The field-dependent relationship between the apparent 17O-SNR (normalized to that of 9.4T) and the field strength across a wide B0 range from zero up to 16.4T that was obtained from rat brains is displayed in Figure 4. The reported SNR increase with field strength is based on the empirical relationship of SNR ≈ C × B0β with C = 0.015 and β =1.9. This value of β is slightly higher than the theoretical prediction (β =1.75) based on the work of Hoult et al. [49]; this could be due to imperfect control of the experimental variables (e.g. the Q factor (quality factor) of the radio frequency (RF) coils is not identical at different fields) used in the two studies. The finding of field-dependent 17O-SNR enhancement suggests that compared to in vivo 1H, 31P and 13C MRS methodologies, the in vivo 17O MRS can benefit the most from the sensitivity gain at high/ultrahigh field strengths [46].

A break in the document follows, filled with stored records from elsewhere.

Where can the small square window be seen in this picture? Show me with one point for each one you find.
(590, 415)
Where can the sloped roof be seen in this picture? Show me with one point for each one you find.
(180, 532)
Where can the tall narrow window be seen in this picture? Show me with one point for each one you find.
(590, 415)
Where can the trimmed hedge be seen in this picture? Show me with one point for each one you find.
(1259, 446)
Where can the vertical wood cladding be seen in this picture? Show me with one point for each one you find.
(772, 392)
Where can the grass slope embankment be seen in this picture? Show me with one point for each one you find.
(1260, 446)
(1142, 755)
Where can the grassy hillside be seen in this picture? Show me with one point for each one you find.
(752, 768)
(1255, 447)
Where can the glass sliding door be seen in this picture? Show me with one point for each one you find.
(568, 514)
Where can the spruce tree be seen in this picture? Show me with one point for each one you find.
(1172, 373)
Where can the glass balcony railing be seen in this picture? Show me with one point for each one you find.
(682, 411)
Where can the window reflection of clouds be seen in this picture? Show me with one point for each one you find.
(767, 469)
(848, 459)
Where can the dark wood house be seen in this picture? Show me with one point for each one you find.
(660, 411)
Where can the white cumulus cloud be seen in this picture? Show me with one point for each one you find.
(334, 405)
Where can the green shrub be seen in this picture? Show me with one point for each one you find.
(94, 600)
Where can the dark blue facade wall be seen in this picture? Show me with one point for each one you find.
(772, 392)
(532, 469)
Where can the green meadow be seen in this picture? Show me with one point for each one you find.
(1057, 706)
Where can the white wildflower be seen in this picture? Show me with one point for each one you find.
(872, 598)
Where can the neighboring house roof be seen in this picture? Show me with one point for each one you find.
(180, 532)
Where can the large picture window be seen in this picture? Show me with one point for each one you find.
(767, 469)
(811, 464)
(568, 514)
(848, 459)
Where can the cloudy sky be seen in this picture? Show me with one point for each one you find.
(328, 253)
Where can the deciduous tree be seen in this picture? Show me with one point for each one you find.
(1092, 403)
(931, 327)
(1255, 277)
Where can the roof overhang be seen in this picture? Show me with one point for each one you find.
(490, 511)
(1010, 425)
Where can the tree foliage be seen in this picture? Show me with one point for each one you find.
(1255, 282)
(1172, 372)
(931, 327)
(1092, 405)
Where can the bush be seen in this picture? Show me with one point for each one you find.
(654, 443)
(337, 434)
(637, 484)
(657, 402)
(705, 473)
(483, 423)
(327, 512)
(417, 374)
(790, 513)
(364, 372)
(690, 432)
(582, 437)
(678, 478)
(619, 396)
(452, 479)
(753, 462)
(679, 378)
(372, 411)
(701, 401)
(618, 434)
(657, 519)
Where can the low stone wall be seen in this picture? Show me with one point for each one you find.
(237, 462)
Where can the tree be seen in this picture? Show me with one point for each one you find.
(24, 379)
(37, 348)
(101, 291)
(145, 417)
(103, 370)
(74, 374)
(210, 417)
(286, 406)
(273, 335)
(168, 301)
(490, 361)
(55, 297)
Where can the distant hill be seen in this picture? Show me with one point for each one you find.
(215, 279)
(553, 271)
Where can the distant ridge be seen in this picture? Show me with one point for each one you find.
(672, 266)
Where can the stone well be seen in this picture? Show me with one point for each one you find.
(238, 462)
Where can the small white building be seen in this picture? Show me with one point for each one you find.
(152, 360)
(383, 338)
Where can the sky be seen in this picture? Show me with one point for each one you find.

Recent development and applications of in vivo 17O MRS and imaging
Preclinical study in animal brain
As noted above, currently, the in vivo 17O MR methodology has been established for the simultaneous dynamic imaging of three important physiological parameters, namely CMRO2, CBF and OEF in preclinical animal brain. An example of such a study is mouse brain, in which the animals have undergone transit middle cerebral arterial occlusion (tMCAo) (Figure 5). The figure displays anatomic regions of post-stroke brains with voxels located in ischemic and intact hemispheres, corresponding to dynamic H217O signals before, during and after 2-min 17O2 inhalation; reproducibility between two repeated imaging measurements in the same animal; and the results of CMRO2, CBF and OEF imaging indicate significant changes in the ischemia affected brain region [38]. This study demonstrates a promising 17O-MR based imaging technique with the merits of robustness, simplicity, noninvasiveness and reliability, features that are essential for imaging abnormal oxygen metabolism and perfusion in diseased brains.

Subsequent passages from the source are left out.